I bear some of the blame for this.
When I heard about John Ioannidis’s paper, “Why Most Published Research Findings Are False,” I thought it was cool. Ioannidis was on the same side as me, and Uri Simonsohn, and Greg Francis, and Paul Meehl, in the replication debate: he felt that there was a lot of bad work out there, supported by meaningless p-values, and his paper was a demonstration of how this could come to pass, how it was that the seemingly-strong evidence of “p less than .05” wasn’t so strong at all.

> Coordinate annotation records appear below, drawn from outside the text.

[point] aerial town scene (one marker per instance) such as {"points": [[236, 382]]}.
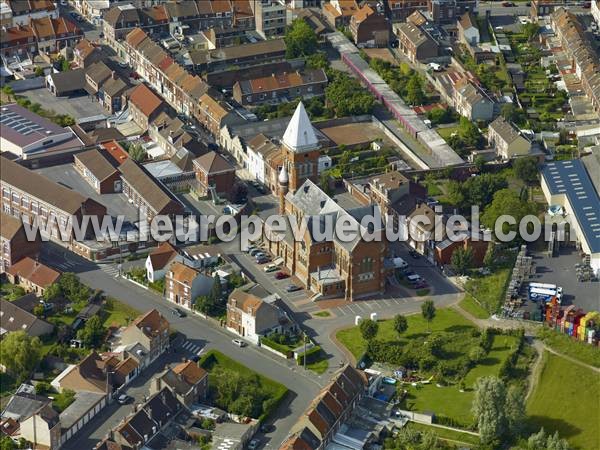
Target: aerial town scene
{"points": [[299, 224]]}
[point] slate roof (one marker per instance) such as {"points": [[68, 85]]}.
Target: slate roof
{"points": [[96, 163], [40, 187], [34, 271], [9, 225], [145, 100], [14, 318], [213, 163], [153, 192], [571, 179]]}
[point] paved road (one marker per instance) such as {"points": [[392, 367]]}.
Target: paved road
{"points": [[303, 386]]}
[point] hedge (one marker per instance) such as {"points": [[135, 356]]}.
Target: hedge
{"points": [[282, 348], [312, 355]]}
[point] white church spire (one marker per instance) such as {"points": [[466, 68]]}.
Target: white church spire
{"points": [[300, 135]]}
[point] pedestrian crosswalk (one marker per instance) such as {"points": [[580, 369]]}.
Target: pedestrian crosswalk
{"points": [[192, 348], [110, 269]]}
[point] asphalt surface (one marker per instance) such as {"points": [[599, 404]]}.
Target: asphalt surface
{"points": [[303, 386]]}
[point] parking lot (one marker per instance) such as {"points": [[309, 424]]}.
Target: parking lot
{"points": [[67, 176], [76, 107], [561, 271]]}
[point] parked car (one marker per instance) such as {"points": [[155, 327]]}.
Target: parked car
{"points": [[123, 399], [177, 312], [270, 268], [253, 444], [238, 342]]}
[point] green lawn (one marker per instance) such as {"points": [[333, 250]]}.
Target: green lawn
{"points": [[566, 399], [489, 289], [213, 359], [448, 402], [445, 320], [470, 305], [447, 435], [446, 132], [117, 314], [568, 346]]}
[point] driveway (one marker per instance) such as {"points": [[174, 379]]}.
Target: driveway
{"points": [[77, 107]]}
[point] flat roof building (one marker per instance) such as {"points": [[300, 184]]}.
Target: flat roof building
{"points": [[568, 184], [28, 135]]}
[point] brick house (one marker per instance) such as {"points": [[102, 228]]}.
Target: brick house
{"points": [[212, 170], [251, 317], [14, 244], [280, 87], [145, 105], [506, 139], [98, 171], [415, 43], [338, 13], [369, 28], [32, 275], [187, 381], [184, 283], [151, 331], [147, 193]]}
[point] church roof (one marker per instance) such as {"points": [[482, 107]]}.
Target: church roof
{"points": [[299, 135]]}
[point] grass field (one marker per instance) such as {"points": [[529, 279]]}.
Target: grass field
{"points": [[453, 437], [566, 399], [489, 289], [470, 305], [448, 401], [213, 359], [444, 320], [117, 314], [570, 347]]}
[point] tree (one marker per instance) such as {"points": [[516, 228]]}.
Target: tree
{"points": [[526, 169], [476, 354], [238, 192], [530, 30], [8, 91], [20, 354], [488, 408], [462, 260], [300, 39], [507, 202], [38, 310], [515, 410], [92, 333], [368, 329], [428, 311], [205, 304], [400, 324], [137, 152], [414, 90], [347, 97], [7, 443]]}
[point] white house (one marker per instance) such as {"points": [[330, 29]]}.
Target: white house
{"points": [[158, 261], [259, 149], [468, 32]]}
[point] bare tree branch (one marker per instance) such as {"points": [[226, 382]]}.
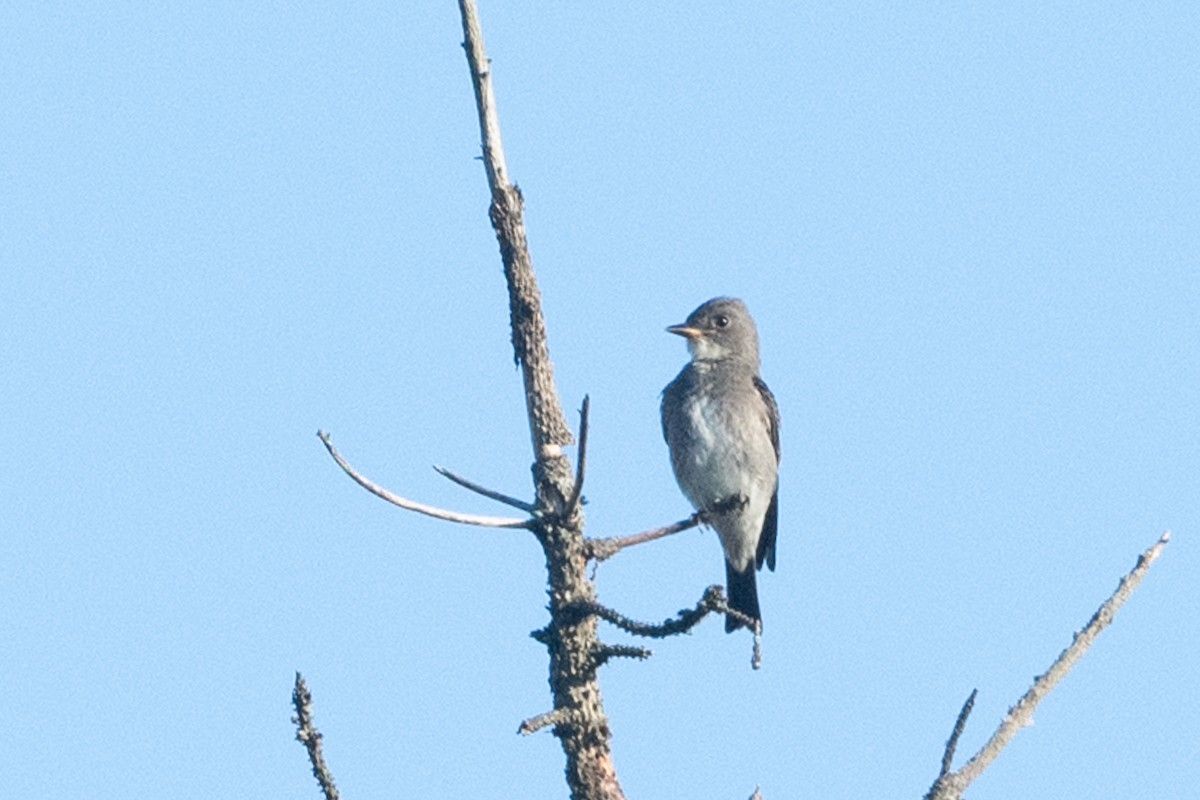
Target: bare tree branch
{"points": [[579, 717], [309, 737], [492, 494], [951, 786], [413, 505]]}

I didn’t (and don’t) quite buy Ioannidis’s mathematical framing of the problem, in which published findings map to hypotheses that are “true” or “false.” I don’t buy it for two reasons: First, statistical claims are only loosely linked to scientific hypotheses. What, for example, is the hypothesis of Satoshi Kanazawa? Is it that sex ratios of babies are not identical among all groups? Or that we should believe in “evolutionary psychology”? Or that strong powerful men are more likely to have boys, in all circumstances? Some circumstances? Etc. Similarly with that ovulation-and-clothing paper: is the hypothesis that women are more likely to wear red clothing during their most fertile days? Or during days 6-14 (which are not the most fertile days of the cycle)? Or only on warm days? Etc. The second problem is that the null hypotheses being tested and rejected are typically point nulls—the model of zero difference, which is just about always false. So the alternative hypothesis is just about always true. But the alternative to the null is not what is being specified in the paper. And, as Bargh etc. have demonstrated, the hypothesis can keep shifting. So we go round and round.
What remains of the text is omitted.